Improving prep_buildtree used in VPATH builds
Attached is the patch that tries to speedup prep_buildtree script, which is
used in VPATH builds, from our configure script.
The idea is to ask `find` to emit directory listing in depth-first order so
that the `mkdir -p` will create the deepest directory first and any
subsequent `mkdir -p` on an intermediate directory will not have to do
anything.
Currently I am seeing a performance improvement of this script by only about
500 ms; say 11.8 seconds vs. 11.3 secs.
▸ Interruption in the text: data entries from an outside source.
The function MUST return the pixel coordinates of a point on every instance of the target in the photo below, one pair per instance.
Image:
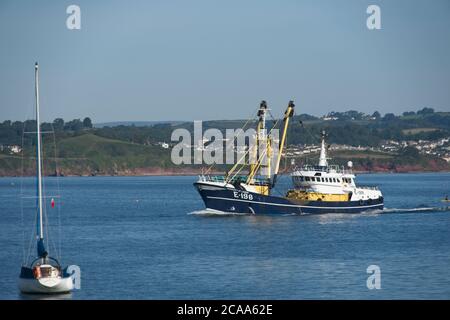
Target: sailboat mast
(39, 150)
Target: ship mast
(287, 115)
(40, 248)
(323, 152)
(261, 137)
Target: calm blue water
(134, 238)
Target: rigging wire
(249, 119)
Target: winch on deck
(316, 196)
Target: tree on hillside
(425, 111)
(58, 124)
(376, 115)
(74, 125)
(389, 117)
(87, 123)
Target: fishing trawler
(317, 189)
(44, 274)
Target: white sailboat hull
(46, 285)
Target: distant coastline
(143, 172)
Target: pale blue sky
(206, 59)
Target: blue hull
(231, 200)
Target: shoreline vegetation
(411, 142)
(155, 172)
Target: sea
(151, 238)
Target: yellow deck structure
(316, 196)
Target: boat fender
(37, 272)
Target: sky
(209, 59)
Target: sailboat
(44, 274)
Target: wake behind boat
(317, 189)
(44, 274)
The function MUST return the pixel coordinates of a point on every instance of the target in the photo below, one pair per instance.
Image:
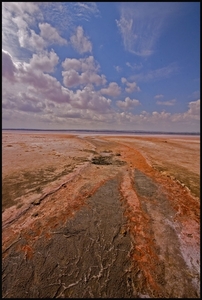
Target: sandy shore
(100, 216)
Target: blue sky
(97, 65)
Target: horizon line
(108, 130)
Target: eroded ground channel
(101, 220)
(88, 257)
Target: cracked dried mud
(100, 216)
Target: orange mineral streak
(28, 251)
(144, 253)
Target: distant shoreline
(107, 132)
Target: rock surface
(102, 217)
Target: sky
(97, 65)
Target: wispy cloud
(81, 42)
(130, 86)
(134, 66)
(158, 96)
(167, 103)
(127, 103)
(156, 74)
(141, 24)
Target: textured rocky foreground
(113, 225)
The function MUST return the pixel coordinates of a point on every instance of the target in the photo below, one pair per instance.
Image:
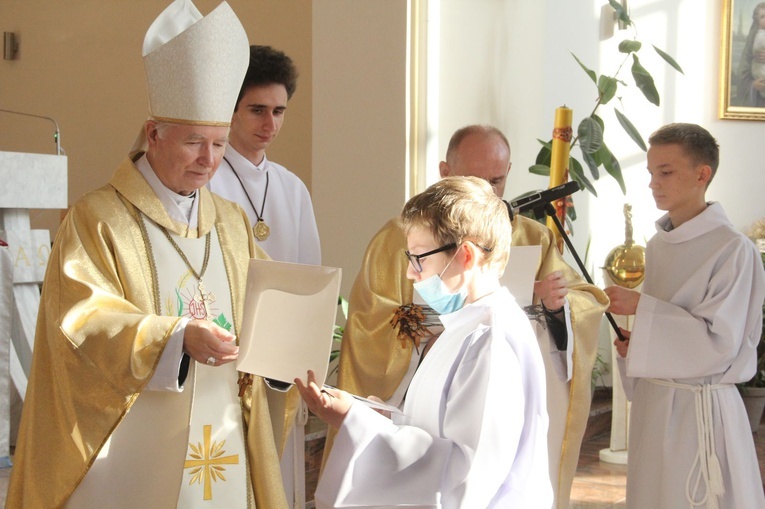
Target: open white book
(289, 318)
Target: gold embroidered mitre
(195, 65)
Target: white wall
(359, 124)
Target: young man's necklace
(260, 229)
(201, 300)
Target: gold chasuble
(373, 361)
(89, 426)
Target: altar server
(697, 324)
(474, 426)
But I remember distinctly that
yesterday I was able to see an improvement of 11% on the same virtual
machine, averaged on multiple runs; 42 sec vs 37 sec. It might be the case
that the host OS or my Linux virtual machine were loaded at that time and
the filesystem could not cache enough inodes.
Seems like it would improve performance in general, but more so under load
conditions when you actually need it. I am not sure if -depth option is
supported by all incarnations of 'find'.
I have been away from Postgres development for quite a while, so would
appreciate if someone could tell me if such a patch should be submitted for
commitfest (since this is not actually a source patch).
Regards,
--
gurjeet.singh
@ EnterpriseDB - The Enterprise Postgres Company
http://www.EnterpriseDB.com
singh.gurjeet@{ gmail | yahoo }.com
Twitter/Skype: singh_gurjeet
Mail sent from my BlackLaptop device
Attachments:
prep_buildtree.patchapplication/octet-stream; name=prep_buildtree.patchDownload+1-1
On Sun, Sep 26, 2010 at 10:15 PM, Gurjeet Singh <singh.gurjeet@gmail.com> wrote:
I have been away from Postgres development for quite a while, so would
appreciate if someone could tell me if such a patch should be submitted for
commitfest (since this is not actually a source patch).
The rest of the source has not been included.